As desigualdades ficam evidentes na pesquisa. O gasto com comida sobe para 65% entre nordestinos, 61% entre os mais pobres e 59% entre aqueles com menos instrução.

Claro, aqui se fala dos 40% que se inscreveram no programa. A execução do auxílio melhorou: em maio, só 62% deles haviam recebido alguma parcela da ajuda, e agora são 74%.

Entre quem pediu o auxílio, 54% estão na base da pirâmide de renda, ganhando até dois salários mínimos mensais na família.

Entre os mais ricos, que ganham mais de dez mínimos, 4% afirmaram ter se inscrito no programa. Desses, 39% sacaram o benefício.

Os R$ 600 são a única fonte de renda para 44% dos atendidos, aponta o Datafolha.

O índice sobe a 53% entre quem ganha até dois salários mínimos e 59% entre quem só estudou até o fundamental.

O fator regional pesa: no Nordeste, 52% têm nos R$ 600 a única fonte de renda. O índice cai a 42% no Sudeste.

Também entre moradores do Sudeste, o uso da ajuda para comprar comida cai para 44%, cedendo espaço para o pagamento das contas (33%).

Ao todo, habitantes das regiões Norte e Centro-Oeste são os que mais pediram a ajuda (50%). Nordeste segue com 45% dos moradores, Sudeste e Sul empatam com 36% e 34%, respectivamente.

Como seria previsível, desempregados (75%) e assalariados sem registro em carteira (71%) são os que mais pedem a ajuda. Servidores públicos, por sua vez, somam só 6%.

O uso alimentar é uma preferência de donas de casa (61%), quanto estudantes preferem pagar as contas (49%).

Quando aplicado o filtro racial, nota-se que pretos (43%) e pardos (45%) pedem mais o auxílio que os brancos (34%) e os amarelos (29%) —que é o grupo que, quando usa os R$ 600, aplica preferencialmente em comida (60%).

Entre as pessoas já atendidas pelo Bolsa Família, 14,3 milhões de famílias brasileiras que receberam em média R$ 190 cada uma em 2019, 63% pediram o auxílio federal.

Entre os 78% que já receberam ao menos uma parcela desde o começo do apoio, 59% gastaram com comida, aponta a pesquisa.

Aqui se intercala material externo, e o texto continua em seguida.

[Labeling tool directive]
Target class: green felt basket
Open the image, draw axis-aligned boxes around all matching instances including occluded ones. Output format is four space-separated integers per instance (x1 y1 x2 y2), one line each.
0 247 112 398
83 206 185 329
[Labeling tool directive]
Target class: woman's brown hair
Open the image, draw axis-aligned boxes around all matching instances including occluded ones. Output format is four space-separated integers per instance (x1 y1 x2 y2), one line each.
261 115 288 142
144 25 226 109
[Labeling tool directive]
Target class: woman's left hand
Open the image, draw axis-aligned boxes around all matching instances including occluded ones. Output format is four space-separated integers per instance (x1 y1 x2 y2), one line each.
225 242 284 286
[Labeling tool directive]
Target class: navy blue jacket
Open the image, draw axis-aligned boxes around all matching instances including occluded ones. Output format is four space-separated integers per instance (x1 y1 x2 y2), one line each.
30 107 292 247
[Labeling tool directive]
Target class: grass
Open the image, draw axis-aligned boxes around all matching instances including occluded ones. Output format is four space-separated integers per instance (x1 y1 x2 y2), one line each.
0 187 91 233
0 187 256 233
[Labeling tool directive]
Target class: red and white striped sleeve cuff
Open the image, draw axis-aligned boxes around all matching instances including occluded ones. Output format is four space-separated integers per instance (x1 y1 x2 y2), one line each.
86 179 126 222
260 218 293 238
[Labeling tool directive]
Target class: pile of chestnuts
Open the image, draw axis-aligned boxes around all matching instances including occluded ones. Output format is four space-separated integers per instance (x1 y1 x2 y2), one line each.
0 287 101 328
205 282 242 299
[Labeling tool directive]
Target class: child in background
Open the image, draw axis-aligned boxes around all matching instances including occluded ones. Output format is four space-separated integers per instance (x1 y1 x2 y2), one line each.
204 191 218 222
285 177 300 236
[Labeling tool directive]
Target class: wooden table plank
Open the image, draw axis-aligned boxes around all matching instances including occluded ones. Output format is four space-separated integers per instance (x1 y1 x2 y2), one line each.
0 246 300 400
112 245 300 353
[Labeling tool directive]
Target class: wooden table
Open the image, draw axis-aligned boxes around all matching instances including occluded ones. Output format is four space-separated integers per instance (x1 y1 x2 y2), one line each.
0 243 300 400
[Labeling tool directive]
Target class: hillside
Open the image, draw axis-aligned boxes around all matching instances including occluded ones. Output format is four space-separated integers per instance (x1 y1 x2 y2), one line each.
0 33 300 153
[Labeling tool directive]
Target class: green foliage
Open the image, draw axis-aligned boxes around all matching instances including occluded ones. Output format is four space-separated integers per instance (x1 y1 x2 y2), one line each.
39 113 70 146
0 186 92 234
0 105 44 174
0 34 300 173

Entrevistas feitas por telefone para evitar contato

A pesquisa telefônica, utilizada neste estudo, representa o total da população adulta do país.
As entrevistas são realizadas por profissionais treinados para abordagens telefônicas e as ligações feitas para celulares, utilizados por cerca de 90% da população.

O método telefônico exige questionários rápidos, sem utilização de estímulos visuais, como cartão com nomes de candidatos, por exemplo.

Assim, mesmo com a distribuição da amostra seguindo cotas de sexo e idade dentro de cada macrorregião e da posterior ponderação dos resultados segundo escolaridade, os dados devem ser analisados com alguma cautela por limitar o uso desses instrumentos.

Na pesquisa, feita dessa forma para evitar o contato pessoal entre pesquisadores e respondentes, o Datafolha adotou as recomendações técnicas necessárias para que os resultados se aproximem ao máximo do universo que se pretende representar.

Todos os profissionais do Datafolha trabalharam em casa, incluídos os entrevistadores, que aplicaram os questionários através de central telefônica remota.

Foram entrevistados 2.065 brasileiros adultos que possuem telefone celular em todas as regiões e estados do país. A margem de erro é de dois pontos percentuais. A coleta de dados aconteceu nos dias 11 e 12 de agosto de 2020.